Until we get there, we need to deal with this. I think we need to do it in a way that's not accusatory or necessarily belligerent, but it's also clear to me that reason alone isn't going to convince these people. They've taken almost an ideological view on wearing a mask, and that's a real problem.
Because if you can't reason with someone, you start to wonder how you'll be able to get through that divide. That's the real challenge in the years ahead: Will democracy survive? Will the people who come together to express an opinion be respected by other people?
A bunch of contemporary artists just did a tribute to Guthrie called Home in This World. Is that part of why his music endures — that it speaks to a universal human experience?
That has definitely been my experience working on the Mermaid Avenue project. He was writing about so many different things; there were so many lyrics in there that reflected where he was in the world and what he was thinking about.
I think he was a very forward-thinking guy as well. He would have been a devil on social media. He would have been the first one banned by Twitter, I think. He was so gregarious.
Bottom line is, he was a communicator. That's how I've always thought of myself, really. I'm not really a musician; I'm a guitar player at best. But really, my bottom line is communicating, whether I'm writing a song or a book or an article or a long Sunday-afternoon post for social media.
Read More: Woody Guthrie In The 21st Century: What Does The Folk Hero Mean To Contemporary Musicians?
It just so happened that when I was 19, the only medium available to me was to learn to play guitar, write songs and play gigs. That's different now. The younger generation now has a number of media through which they can express their views. Consequently, music no longer has that central place in political protest, because there are other ways to do it.
But there are still some people who are utilizing music — people who are marginalized in mainstream culture who are still using music to get their voice heard above the day-to-day clamor of social media. It's always been true that if you've got an idea and you put a good beat on it or a great hook, people will listen.
Billy Bragg in 2000. Photo: Michael Uhll/Redferns
You mentioned Mermaid Avenue. Can you share any memories of making those albums?
Going to the Woody Guthrie archive and being given the files, the boxes with the lyrics in there. I imagined there would be a box, and there were a dozen boxes.
At the end of the first day, having pulled out the songs I thought were good, I suddenly realized I had to go back, and that these actually weren't good songs compared to the rest of the stuff. They were just the first ones I'd seen. I thought there were even better ones and that I should put them back in the box, as I wouldn't need a hundred songs — I only needed 20 or 30.

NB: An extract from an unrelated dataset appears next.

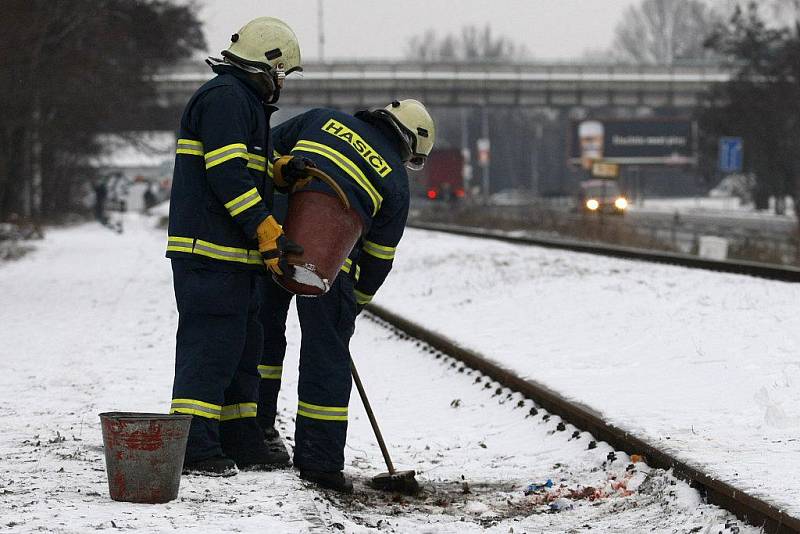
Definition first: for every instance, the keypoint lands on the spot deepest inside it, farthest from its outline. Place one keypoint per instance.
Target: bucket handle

The breadth of the material was just phenomenal as well. Obviously, there were Dust Bowl kinds of songs, but to discover that Woody Guthrie wrote songs about having sex with Ingrid Bergman on an Italian volcano, we're talking about another Woody Guthrie altogether.

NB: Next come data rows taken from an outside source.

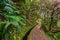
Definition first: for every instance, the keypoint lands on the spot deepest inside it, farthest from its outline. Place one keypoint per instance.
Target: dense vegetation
(17, 17)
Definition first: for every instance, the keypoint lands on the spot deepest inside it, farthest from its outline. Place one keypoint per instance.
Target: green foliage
(11, 20)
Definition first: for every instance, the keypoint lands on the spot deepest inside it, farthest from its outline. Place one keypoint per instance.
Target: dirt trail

That was really Nora Guthrie's [entreaty] to us: To expand the idea of who her father was. I think she felt he'd been captured by academics and was in danger of becoming a bit of a two-dimensional character in the Dust Bowl.
Whereas, so much of the material we were working from was written in New York City in the 1940s, when New York was perhaps the most exciting city in the world — where bebop was being invented, where what we know of as teen culture was emerging.
Woody was in that milieu. He was there. It's not right to just think of him in the Dust Bowl. He lived in Brooklyn for half his life.
That's what I feel Mermaid Avenue did: Open up the public's understanding of him so he wasn't just this polemical folk singer from the distant past. He's talking about disease and sex and baseball.
Flying saucers, yeah. He was on a pedestal, which was wrong, because if anything, he was an iconoclast. He was a knocker-down of statues: "Don't make a statue of me, for chrissakes."